Single by Hank Ballard and The Midnighters
- B-side: "If You'd Forgive Me"
- Released: September 1960
- Genre: R&B, pop
- Length: 2:19
- Label: King
- Songwriter: Hank Ballard

Hank Ballard and The Midnighters singles chronology
| "Finger Poppin' Time" (1960) | "Let's Go, Let's Go, Let's Go" (1960) | "The Hoochi Coochi Coo" (1960) |

= Let's Go, Let's Go, Let's Go =

Single by Hank Ballard and The Midnighters

"Let's Go, Let's Go, Let's Go" (also known as "There's a Thrill on The Hill") is a 1960 pop and R&B single written by Hank Ballard and performed by Hank Ballard and The Midnighters.
==Original version==
===Chart performance===
The single was the last of the Midnighters' three number one singles on the US Billboard R&B chart, staying there for three non-consecutive weeks. "Let's Go, Let's Go, Let's Go" is also Ballard & the Midnighters' most successful pop single, peaking at number six on the Billboard Hot 100. The record sold in excess of one million copies. In Canada the song reached number 16.
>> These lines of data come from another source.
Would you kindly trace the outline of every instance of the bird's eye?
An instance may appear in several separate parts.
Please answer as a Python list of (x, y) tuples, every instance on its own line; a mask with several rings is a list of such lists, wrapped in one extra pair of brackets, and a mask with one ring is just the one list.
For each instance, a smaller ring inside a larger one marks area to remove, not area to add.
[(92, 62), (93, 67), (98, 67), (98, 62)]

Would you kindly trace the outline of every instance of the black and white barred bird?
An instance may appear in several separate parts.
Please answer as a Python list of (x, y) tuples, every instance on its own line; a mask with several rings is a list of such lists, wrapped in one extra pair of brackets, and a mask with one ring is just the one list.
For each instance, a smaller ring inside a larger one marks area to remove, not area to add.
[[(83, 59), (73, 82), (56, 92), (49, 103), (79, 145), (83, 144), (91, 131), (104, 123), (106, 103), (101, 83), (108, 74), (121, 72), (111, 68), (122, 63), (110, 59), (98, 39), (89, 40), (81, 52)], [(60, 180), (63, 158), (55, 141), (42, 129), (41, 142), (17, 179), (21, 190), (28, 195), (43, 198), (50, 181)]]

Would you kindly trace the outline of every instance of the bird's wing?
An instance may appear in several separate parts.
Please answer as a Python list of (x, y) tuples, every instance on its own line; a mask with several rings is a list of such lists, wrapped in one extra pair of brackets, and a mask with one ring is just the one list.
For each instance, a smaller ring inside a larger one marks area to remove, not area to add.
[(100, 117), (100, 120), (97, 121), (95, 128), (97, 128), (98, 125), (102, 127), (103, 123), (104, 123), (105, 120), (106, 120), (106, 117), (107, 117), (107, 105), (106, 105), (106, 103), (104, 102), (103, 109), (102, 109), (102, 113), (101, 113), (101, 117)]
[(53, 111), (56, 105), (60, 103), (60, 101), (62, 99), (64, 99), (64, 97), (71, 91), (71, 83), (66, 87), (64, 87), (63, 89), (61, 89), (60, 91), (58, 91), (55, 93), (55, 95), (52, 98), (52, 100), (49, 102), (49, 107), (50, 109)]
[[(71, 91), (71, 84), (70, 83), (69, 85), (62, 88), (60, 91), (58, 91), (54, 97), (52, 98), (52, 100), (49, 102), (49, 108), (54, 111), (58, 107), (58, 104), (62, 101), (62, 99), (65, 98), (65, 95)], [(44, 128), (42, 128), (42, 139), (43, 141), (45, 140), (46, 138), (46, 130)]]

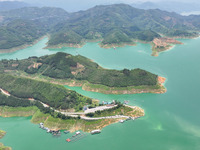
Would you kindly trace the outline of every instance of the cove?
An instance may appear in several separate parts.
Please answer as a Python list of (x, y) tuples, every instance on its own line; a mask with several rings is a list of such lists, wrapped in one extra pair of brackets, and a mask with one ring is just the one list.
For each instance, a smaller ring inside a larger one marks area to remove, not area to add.
[(32, 47), (9, 54), (0, 54), (0, 59), (23, 59), (43, 56), (58, 51), (83, 55), (110, 69), (142, 68), (167, 78), (165, 94), (105, 95), (83, 91), (80, 87), (67, 87), (78, 93), (103, 100), (129, 100), (131, 105), (145, 110), (145, 117), (124, 124), (112, 124), (99, 135), (88, 136), (75, 143), (66, 143), (70, 135), (53, 138), (31, 117), (0, 118), (0, 128), (7, 131), (1, 139), (13, 150), (199, 150), (200, 149), (200, 49), (198, 39), (184, 39), (184, 45), (152, 57), (149, 44), (102, 49), (97, 43), (84, 47), (43, 49), (47, 39)]

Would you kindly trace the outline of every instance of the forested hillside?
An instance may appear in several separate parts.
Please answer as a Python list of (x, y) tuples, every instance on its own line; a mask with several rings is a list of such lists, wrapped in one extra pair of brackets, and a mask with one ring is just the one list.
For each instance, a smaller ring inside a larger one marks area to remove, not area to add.
[[(7, 47), (0, 44), (0, 49), (29, 44), (18, 41), (23, 41), (21, 34), (29, 35), (28, 39), (32, 41), (48, 34), (48, 48), (80, 47), (84, 42), (91, 40), (101, 40), (102, 47), (133, 44), (136, 40), (151, 42), (159, 38), (160, 34), (170, 37), (196, 37), (200, 30), (199, 18), (159, 9), (136, 9), (125, 4), (100, 5), (75, 13), (67, 13), (60, 8), (27, 7), (0, 12), (0, 30), (4, 30), (1, 32), (5, 32), (3, 35), (6, 37), (0, 39), (0, 43), (18, 43)], [(16, 24), (15, 20), (19, 19), (32, 24), (28, 27), (30, 33), (26, 27), (20, 32), (17, 31), (18, 28), (12, 28), (10, 33), (10, 24)], [(19, 39), (15, 38), (17, 36)]]
[(158, 77), (142, 69), (121, 71), (103, 69), (83, 56), (72, 56), (61, 52), (25, 60), (2, 60), (0, 70), (2, 72), (18, 70), (30, 75), (40, 74), (55, 79), (86, 80), (92, 84), (109, 87), (154, 86)]

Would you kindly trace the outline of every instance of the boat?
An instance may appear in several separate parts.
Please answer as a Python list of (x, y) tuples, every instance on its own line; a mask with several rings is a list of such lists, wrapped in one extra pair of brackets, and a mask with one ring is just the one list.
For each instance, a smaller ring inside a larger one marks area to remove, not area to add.
[(119, 122), (120, 122), (120, 123), (124, 123), (124, 120), (120, 120)]
[(101, 130), (93, 130), (90, 132), (91, 134), (98, 134), (98, 133), (101, 133)]
[(67, 134), (67, 133), (69, 133), (69, 131), (66, 130), (66, 131), (64, 131), (64, 133)]
[(69, 139), (66, 139), (66, 141), (67, 141), (67, 142), (70, 142), (71, 140), (70, 140), (70, 138), (69, 138)]

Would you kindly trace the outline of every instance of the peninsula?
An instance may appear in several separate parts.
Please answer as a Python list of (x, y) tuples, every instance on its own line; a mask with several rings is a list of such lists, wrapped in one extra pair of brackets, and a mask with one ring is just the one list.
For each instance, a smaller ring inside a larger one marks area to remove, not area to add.
[(88, 41), (100, 41), (103, 48), (116, 48), (139, 41), (152, 44), (152, 56), (158, 56), (180, 44), (175, 38), (198, 37), (200, 31), (199, 16), (143, 10), (126, 4), (100, 5), (74, 13), (61, 8), (27, 7), (0, 12), (0, 18), (0, 53), (31, 45), (46, 35), (46, 48), (50, 49), (79, 48)]
[[(5, 131), (0, 130), (0, 139), (3, 138), (6, 135)], [(0, 150), (12, 150), (10, 147), (4, 146), (2, 143), (0, 143)]]
[[(62, 52), (24, 60), (2, 60), (0, 71), (53, 84), (81, 86), (84, 90), (105, 94), (166, 92), (165, 87), (159, 82), (160, 77), (148, 71), (104, 69), (83, 56), (72, 56)], [(8, 77), (2, 77), (0, 80), (1, 88), (8, 84)]]

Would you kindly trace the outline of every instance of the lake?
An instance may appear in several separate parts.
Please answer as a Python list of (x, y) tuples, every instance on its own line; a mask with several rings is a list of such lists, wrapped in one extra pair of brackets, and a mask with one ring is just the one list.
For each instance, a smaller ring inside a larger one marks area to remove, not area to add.
[(65, 139), (73, 135), (62, 134), (55, 138), (30, 122), (31, 117), (0, 117), (0, 128), (7, 131), (1, 139), (13, 150), (199, 150), (200, 149), (200, 38), (182, 39), (184, 45), (151, 56), (149, 44), (137, 43), (115, 49), (102, 49), (98, 43), (84, 47), (43, 49), (47, 38), (32, 47), (9, 54), (0, 59), (23, 59), (43, 56), (58, 51), (83, 55), (109, 69), (141, 68), (167, 78), (165, 94), (105, 95), (68, 87), (80, 94), (100, 101), (129, 100), (140, 106), (145, 116), (123, 124), (105, 127), (101, 134), (90, 135), (74, 143)]

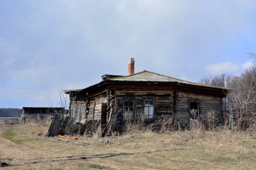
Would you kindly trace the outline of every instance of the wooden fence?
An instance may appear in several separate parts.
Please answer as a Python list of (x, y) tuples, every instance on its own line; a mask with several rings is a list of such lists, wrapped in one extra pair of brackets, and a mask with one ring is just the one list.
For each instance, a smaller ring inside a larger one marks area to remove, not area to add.
[(89, 120), (84, 123), (75, 123), (74, 117), (55, 114), (50, 126), (47, 135), (83, 135), (96, 132), (101, 120)]

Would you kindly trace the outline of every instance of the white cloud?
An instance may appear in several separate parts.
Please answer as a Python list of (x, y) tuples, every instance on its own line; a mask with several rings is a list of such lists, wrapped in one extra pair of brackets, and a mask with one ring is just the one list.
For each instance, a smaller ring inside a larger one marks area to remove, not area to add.
[(241, 65), (233, 62), (225, 62), (217, 64), (211, 64), (207, 66), (207, 71), (211, 74), (234, 73), (236, 74), (241, 70), (245, 70), (252, 66), (251, 62), (246, 62)]
[(253, 63), (252, 62), (246, 62), (244, 64), (242, 64), (241, 65), (242, 69), (245, 70), (245, 69), (248, 69), (250, 67), (252, 66), (253, 65)]

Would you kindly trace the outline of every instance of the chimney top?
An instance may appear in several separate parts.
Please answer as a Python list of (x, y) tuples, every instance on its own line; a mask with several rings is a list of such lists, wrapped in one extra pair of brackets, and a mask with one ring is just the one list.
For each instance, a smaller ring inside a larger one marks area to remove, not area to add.
[(131, 58), (128, 62), (128, 75), (134, 74), (134, 63), (135, 60), (133, 58)]
[(129, 61), (128, 62), (128, 64), (131, 64), (132, 63), (135, 63), (135, 60), (134, 58), (131, 58), (131, 59), (130, 59)]

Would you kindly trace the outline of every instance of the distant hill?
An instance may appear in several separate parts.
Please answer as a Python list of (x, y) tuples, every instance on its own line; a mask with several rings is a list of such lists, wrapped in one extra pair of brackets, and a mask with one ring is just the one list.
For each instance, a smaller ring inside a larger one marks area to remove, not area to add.
[(1, 108), (0, 117), (20, 117), (22, 109), (13, 108)]

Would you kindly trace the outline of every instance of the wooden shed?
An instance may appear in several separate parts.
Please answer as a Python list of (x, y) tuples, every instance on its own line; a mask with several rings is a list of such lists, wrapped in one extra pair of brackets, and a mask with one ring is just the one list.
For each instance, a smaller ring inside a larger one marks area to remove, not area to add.
[[(116, 115), (116, 131), (124, 130), (127, 117), (135, 120), (141, 113), (147, 124), (161, 122), (159, 120), (164, 117), (172, 118), (173, 123), (181, 126), (195, 119), (207, 123), (209, 113), (215, 124), (222, 123), (222, 98), (229, 89), (146, 70), (134, 73), (134, 67), (132, 58), (128, 64), (128, 75), (106, 74), (96, 84), (65, 90), (70, 97), (70, 115), (77, 121), (102, 120), (102, 125)], [(194, 114), (190, 112), (193, 109)]]
[(63, 114), (65, 111), (65, 108), (63, 107), (23, 107), (21, 114), (21, 123), (51, 118), (55, 113)]

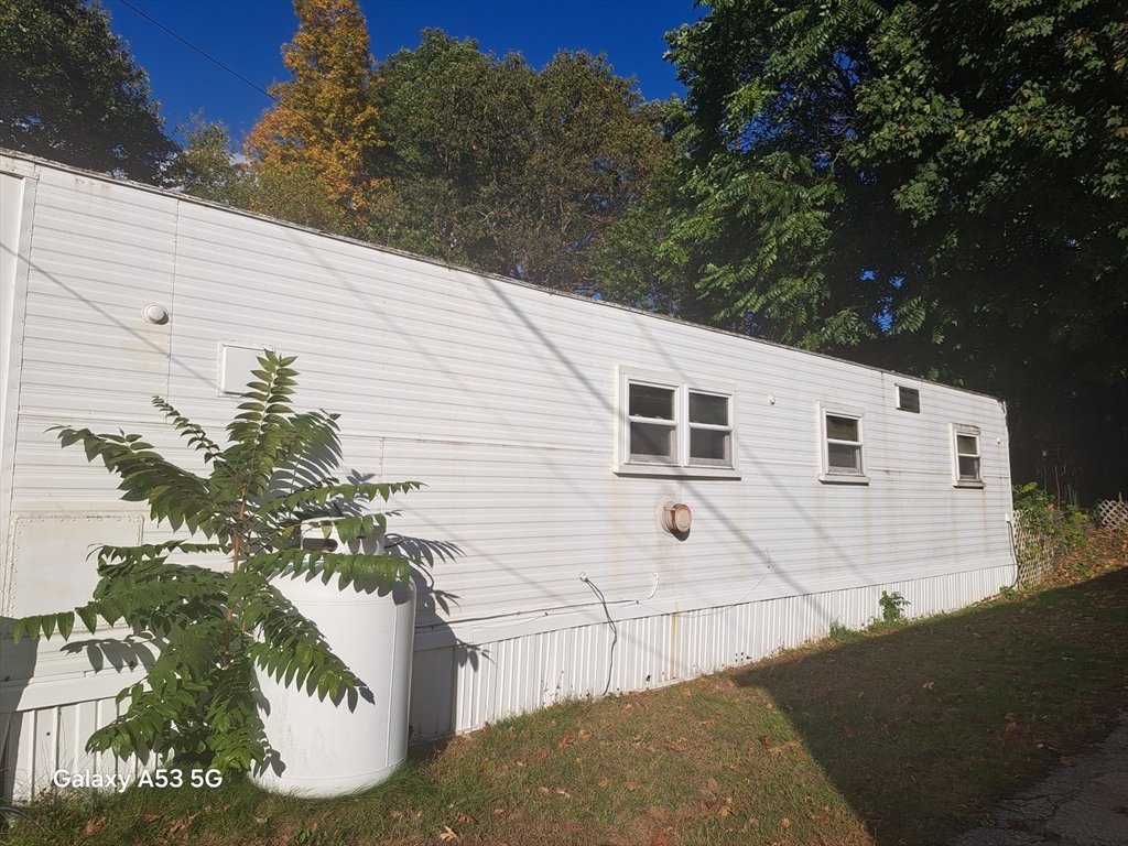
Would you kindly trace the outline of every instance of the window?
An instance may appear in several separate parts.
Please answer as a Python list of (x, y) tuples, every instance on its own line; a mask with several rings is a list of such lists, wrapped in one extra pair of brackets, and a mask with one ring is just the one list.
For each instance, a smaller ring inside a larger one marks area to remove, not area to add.
[(920, 413), (920, 391), (916, 388), (897, 387), (897, 407), (902, 412)]
[(732, 389), (619, 368), (619, 407), (616, 473), (738, 475)]
[(863, 414), (819, 404), (822, 438), (822, 482), (867, 484), (863, 455)]
[(979, 428), (962, 423), (952, 425), (952, 469), (958, 487), (982, 487), (982, 468), (979, 456)]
==The Chambers Brothers version==

The Chambers Brothers recorded their version of the song with Willie Chambers on lead. It was produced by Jimmy Ienner, and released on the Avco label in 1973.
===Reception===
"Lets Go, Let's Go, Let's Go" was one of the Picks of the Week in the 23 February issue of Cash Box. The review was positive and with the success that producer Jimmy Ienner had in the past, it was predicted that the pop and r&b markets would jump on the song straight away.
===Chart performance===
====Billboard====
Their version debuted in the Billboard Hot Soul Singles chart at no. 94 for the week of 30 March 1974.
 For the week of 27 April, and at its fifth charting week, "Let's Go, Let's Go, Let's Go" peaked at no. 76 in the Billboard Hot Soul Singles chart. It stayed on the chart for one more week.
====Cash Box====
"Let's Go, Let's Go, Let's Go" debuted at No. 116 in the Cash Box Looking Ahead chart for the week of 30 February. The following week it was at its final position of No. 119.

For the week of 23 March, the single debuted at No. 70 in the Cash Box R&B Top 70 chart. The record peaked at No. 57 for the week of 13 April.